Now I blinked away tears. She would not be pleased to see me wallowing, especially when a cake was baking in the oven.

She’d been brave in the face of death. “There’s a natural progression of things,” she’d told me. “I’m seventy-five years old. I’ve lived a long time and had a great life. The last twenty, havingyou—my sweet girl—have been the very best ones. Who would have ever thought my wanderlust would fade away when a little brown-eyed girl moved into my house?”

Before I’d changed everything, Biddie had been a dancer and performer. She’d traveled all over the world by the time I came to her just weeks after she’d turned fifty-five. Technically, she was my great-aunt, but we never worried about that. She was simply Aunt Biddie. My person.

Aunt Biddie had given up her whole life to care for me. Now that she was gone, the last of my family, I was more adrift than I’d ever felt. The idea that I was the last of my family to survive was both a burden and a tragedy. Who was I really without Aunt Biddie cheering me on and loving me so much that I could almost forget what my mother had done?

Unlike with my mother, Aunt Biddie and I had had time to say goodbye and tell each other all the things one doesn’t when we’re under the false assumption that we have endless time in which to say what’s in our hearts. Before we realize how oblivious we’d been to the inevitable—someday we must part from those we love.

I would meet her again in heaven. She and my mother. And the rest of the family, who had cast my mother aside like garbage. Forgiveness would happen in the afterlife, I supposed. For now, anger at how she’d been treated still ran hot though my veins.

Pushing aside the memories and the ache, I washed my hands at one of the sinks.

Aunt Biddie had wanted to be cremated and have her ashes tossed into the Puget Sound from her favorite place, Alki Beach in West Seattle.

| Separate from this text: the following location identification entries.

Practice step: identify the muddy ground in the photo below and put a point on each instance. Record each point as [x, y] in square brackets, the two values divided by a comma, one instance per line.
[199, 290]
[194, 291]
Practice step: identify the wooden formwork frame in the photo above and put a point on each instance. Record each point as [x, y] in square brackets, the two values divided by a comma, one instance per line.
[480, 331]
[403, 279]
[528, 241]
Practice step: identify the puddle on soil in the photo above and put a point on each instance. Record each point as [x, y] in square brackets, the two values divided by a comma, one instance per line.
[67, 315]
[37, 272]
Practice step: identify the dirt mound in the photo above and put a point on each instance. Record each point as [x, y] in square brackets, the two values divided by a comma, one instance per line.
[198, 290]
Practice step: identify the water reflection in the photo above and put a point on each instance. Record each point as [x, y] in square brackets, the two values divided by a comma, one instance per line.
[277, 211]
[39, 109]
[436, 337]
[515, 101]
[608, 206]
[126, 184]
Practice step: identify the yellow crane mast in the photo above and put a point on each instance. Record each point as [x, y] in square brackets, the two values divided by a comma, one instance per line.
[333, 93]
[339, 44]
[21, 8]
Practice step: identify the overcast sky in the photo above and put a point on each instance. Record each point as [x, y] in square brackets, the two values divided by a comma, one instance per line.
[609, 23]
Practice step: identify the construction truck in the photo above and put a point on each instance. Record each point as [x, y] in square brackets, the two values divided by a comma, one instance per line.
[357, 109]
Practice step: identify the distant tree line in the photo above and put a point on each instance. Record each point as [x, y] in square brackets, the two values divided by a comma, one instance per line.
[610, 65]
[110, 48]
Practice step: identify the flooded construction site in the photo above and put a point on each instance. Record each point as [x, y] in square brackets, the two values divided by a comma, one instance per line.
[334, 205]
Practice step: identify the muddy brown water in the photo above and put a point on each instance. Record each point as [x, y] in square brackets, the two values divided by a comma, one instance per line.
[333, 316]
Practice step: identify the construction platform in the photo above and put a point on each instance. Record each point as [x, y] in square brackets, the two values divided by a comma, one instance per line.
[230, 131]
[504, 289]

I’d gone on a rainy day in early September with her urn clutched in my cold hands. She’d had a few close friends whoaccompanied me. I’d read a Mary Oliver poem Aunt Biddie had framed on her desk and said goodbye.

That was the first day I’d seen him.

Walking back to my car, rain soaking through my thin coat, I’d noticed a man standing by a light pole, watching me. Tall and plump, he’d worn a loosely knit blue cap that looked like something a novice knitter had made. He’d lifted a hand and charged in my direction. Frightened, I’d gotten into my car and locked the doors, peeling away from the curb like an action movie heroine, my heart beating in my throat. His bulgy eyes and massive, treelike bulk of a body frightened me.

I’d seen him again a week later, standing outside the restaurant. Fortunately, I’d been inside when I spotted him, and one of the guys I worked with walked me to my car. A few days later, he showed up outside my apartment. When he’d run toward me, I’d panicked and pulled my Mace from my purse and sprayed his face. He’d crumpled in obvious pain, giving me ample time to run back inside and call the police. They hadn’t been much help. In fact, they’d been a little condescending, as if I were overreacting.

To keep me safe after my shift, one of the guys at work would walk me to my car. Regardless, when I spotted him from my third-story apartment window waiting for me, I’d had enough. I once again called the police. They actually showed up and took him into the station for questioning.

Turns out, he’d been arrested twice before. Once for assault and another for armed robbery, neither of which he’d served time for because of technicalities. How lucky did this guy get anyway, I’d thought, spooked further by the knowledge of his past.